Simon Soekarno's career as a diplomat began with a challenging first assignment to Santiago, Chile, in December 1997. His mother had fallen into a coma from cancer, but she briefly recovered and insisted he not delay his departure. Just two days after arriving in Chile, he was told his mother had re-entered a coma and was advised to return home immediately. He managed to secure a flight back to Jakarta just before Christmas. Upon his arrival at the hospital, he held his mother's feet and said, "I have arrived," at which point her heartbeat flatlined.

After his service in Chile, Simon was assigned to the foreign ministry's inspectorate general as the chief of the C subregion from 2003 to 2006. From 2006 to 2009, he was assigned to the embassy in Madrid to head the consular and protocol affairs as a first secretary. He then returned to the foreign ministry as the chief of foreign guests in the protocol directorate from 2009 to 2011, before returning to overseas assignment as coordinator for social and cultural affairs and spokesperson within the embassy in Singapore. He oversaw the 2014 elections for Indonesian citizens, in which the embassy's election committee implemented barcode technology to prevent electoral fraud during the legislative elections.

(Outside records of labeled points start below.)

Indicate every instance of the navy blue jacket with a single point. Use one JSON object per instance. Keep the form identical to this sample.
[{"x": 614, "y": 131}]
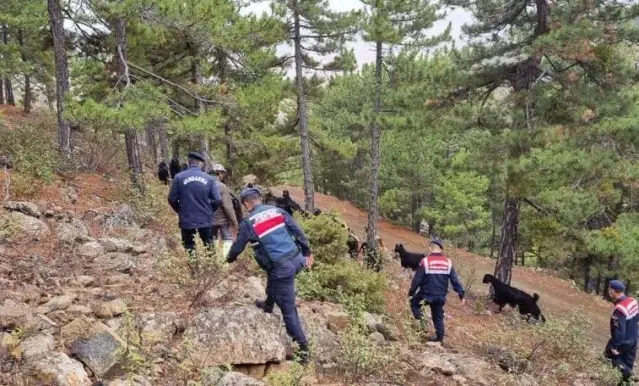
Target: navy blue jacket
[
  {"x": 432, "y": 276},
  {"x": 273, "y": 234},
  {"x": 623, "y": 324},
  {"x": 195, "y": 197}
]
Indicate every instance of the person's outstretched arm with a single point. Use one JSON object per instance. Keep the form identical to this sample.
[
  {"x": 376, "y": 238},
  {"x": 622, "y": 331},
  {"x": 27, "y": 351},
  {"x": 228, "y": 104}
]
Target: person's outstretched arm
[
  {"x": 240, "y": 242},
  {"x": 297, "y": 232}
]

Following his service in the embassy, Simon was posted as director for protocol affairs in the foreign ministry from 2014 to 2017. From September 2017 to February 2019, Simon became the consul general in Los Angeles. He was then appointed as the consul general in San Francisco on 1 March 2019 and served until his appointment as the director for consular affairs on 9 March 2022.

In August 2024, President Joko Widodo nominated Simon as Indonesia's ambassador to Cuba, with concurrent accreditation to the Bahamas, Dominica, Jamaica, and Haiti. He passed a fit and proper test held by the House of Representative's first commission in September that year and was installed by President Prabowo Subianto on 24 March 2025. He presented his credentials to the President of Cuba Miguel Díaz-Canel on 23 September 2025, Governor General of the Bahamas Cynthia A. Pratt on 16 October 2025, President of the Dominican Republic Luis Abinader on 19 August 2026, and Governor General of Jamaica Patrick Allen on 3 September 2026.

== Personal life ==
Simon Soekarno is a Catholic and the husband of Anastasia Eveline Anggraini. They have two sons, Jason Alexander Pratama Soekarno and Diego Dwiputranto Soekarno. He is fluent in English, German, and Spanish.